Ben kendi yaşamımda bu durumu gözlemledim;aşırı dindarlığı savunanların normal inancının-ibadetinin gereklerini yerine getirmesi gerekirken,her türlü rezaleti yapabileceklerini ya da aşırı sol kişiliklerini-kimliklerini dikkat çekici bir biçimde öne çıkaranların,hiç de öyle paylaşımcı olmadıklarını bir çayı bile arkadaşlarıyla-başkalarıyla-emekçilerle paylaşmadıklarını,aksine para-pul,mal mülk peşinde koştuklarını gördüm ve görüyorum da...

Yine Hocamızdan duyduğum bir söz; ”Hiçbir psikiyatrist,kendi yakınlarını tedavi edemez.” Bütün dünyadaki psikiyatristler için de böyle olduğunu söylemişti.Sebebini de;”Çünkü insanın yakınları,akrabaları duygusal yaklaşır,duygusal tepki verirler” diye açıklamıştı.Yani,”Kimse kendi köyünden peygamber çıkmaz.” Bu benim de çok iyi bildiğim ve yaşayarak öğrendiğim bir gerçek.Ben yıllar önce bu durumu kendimce; “Yakınlar-akrabalar kendi beyinleriyle benim beynimi aynı sanıyorlar-karıştırıyorlar.” diye düşünmüştüm.Yıllar sonra Engin GEÇTAN Hocamın okuduğum bir kitabında,daha da ileriye gitmiş yakınlar-akrabalar vücutlarını da karıştırırlar demiş.

Liderlik üzerine ele aldığı konudaki düşüncelerini de hiç unutmam. “İki ya da üç kişinin olduğu yerde bile bir kişi doğal liderdir,aksi halde uyumsuzluk ve huzursuzluk olur.”diye örneklerle anlatmıştı.Takım oyunlarında bile takımın bir kaptanı yani bir lideri vardır.Siyasette-partilerde,okullarda,derneklerde,bütün sivil toplum kuruluşlarında,çeşitli vesilelerle bir araya gelişlerde hep bir lider olur ve bu doğaldır.Lider bütün tartışmalardan-düşüncelerden sonra en son sözü söyleyen kişidir.Ne yazık ki bizlerde hemen herkes her konuda kendini lider gördüğü için kaos eksik olmaz.Bu da bizlere has anormallikler olsa gerek.
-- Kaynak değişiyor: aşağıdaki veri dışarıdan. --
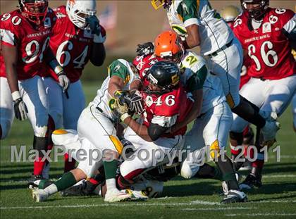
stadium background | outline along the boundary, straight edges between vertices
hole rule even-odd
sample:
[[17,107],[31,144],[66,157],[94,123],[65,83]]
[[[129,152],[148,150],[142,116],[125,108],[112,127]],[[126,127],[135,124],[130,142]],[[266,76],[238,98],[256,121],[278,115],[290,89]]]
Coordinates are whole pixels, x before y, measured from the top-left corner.
[[[66,4],[66,1],[49,0],[49,6],[55,8]],[[240,1],[210,1],[218,11],[228,5],[240,7]],[[271,7],[295,9],[295,1],[270,1]],[[17,0],[1,0],[1,13],[15,10]],[[101,68],[89,64],[82,75],[83,80],[102,80],[106,75],[109,64],[115,58],[132,58],[137,44],[154,39],[169,26],[164,10],[156,11],[147,0],[97,1],[98,15],[101,23],[106,27],[107,58]]]
[[[226,5],[240,5],[238,1],[210,1],[218,11]],[[1,14],[11,11],[17,0],[0,1]],[[56,7],[66,1],[49,0]],[[271,1],[271,7],[295,10],[296,1]],[[87,104],[95,95],[106,77],[107,66],[113,58],[131,60],[137,44],[152,41],[161,30],[168,28],[165,12],[155,11],[150,1],[98,1],[99,14],[104,14],[101,22],[107,28],[107,58],[101,68],[89,64],[83,76],[83,89]],[[1,48],[0,48],[1,49]],[[269,151],[269,162],[264,169],[264,186],[248,193],[247,204],[228,206],[219,204],[221,183],[211,180],[184,180],[174,178],[165,184],[162,197],[147,203],[128,202],[106,204],[102,199],[70,197],[58,194],[49,201],[34,203],[26,179],[32,163],[11,161],[11,146],[21,145],[32,148],[32,128],[27,120],[14,120],[10,136],[0,142],[0,217],[1,218],[290,218],[296,216],[296,134],[292,128],[290,106],[280,119],[281,130],[278,134],[280,145],[280,163]],[[63,173],[61,159],[51,163],[51,178],[57,179]],[[247,172],[242,172],[246,174]]]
Mezuniyetimizin son dersinde Engin Hocamız bizlere; “Sizlerle ilk sınıflardan bu yana yıllarca dersinize girdim,benden ne öğrendiniz” diye sordu.Hemen herkes,alanla ilgili çok şeyler öğrenildiğinden söz etti.Ben de; “Hocam,Sizin aynı zamanda bizleri çok iyi dinlediğinizi farkettim”dedim.Engin Hocamız da; “Evet,ama ben meslekten gelen dinlemenin ötesinde anlamaya çalışırım” dedi.Bizlerin iletişimi öyle mi acaba!..herkes kendi anlatacaklarının-konuştuklarının peşindedir,karşı tarafa pek kulak vermez,dolayısıyla kıymet de vermez,yani anlamaya çalışmaz.Engin Hocamız bu tür iletişime diyalog değil monolog derdi.

Sevgili Hocam Engin GEÇTAN’ı sevgi,saygı ve rahmetle anıyorum.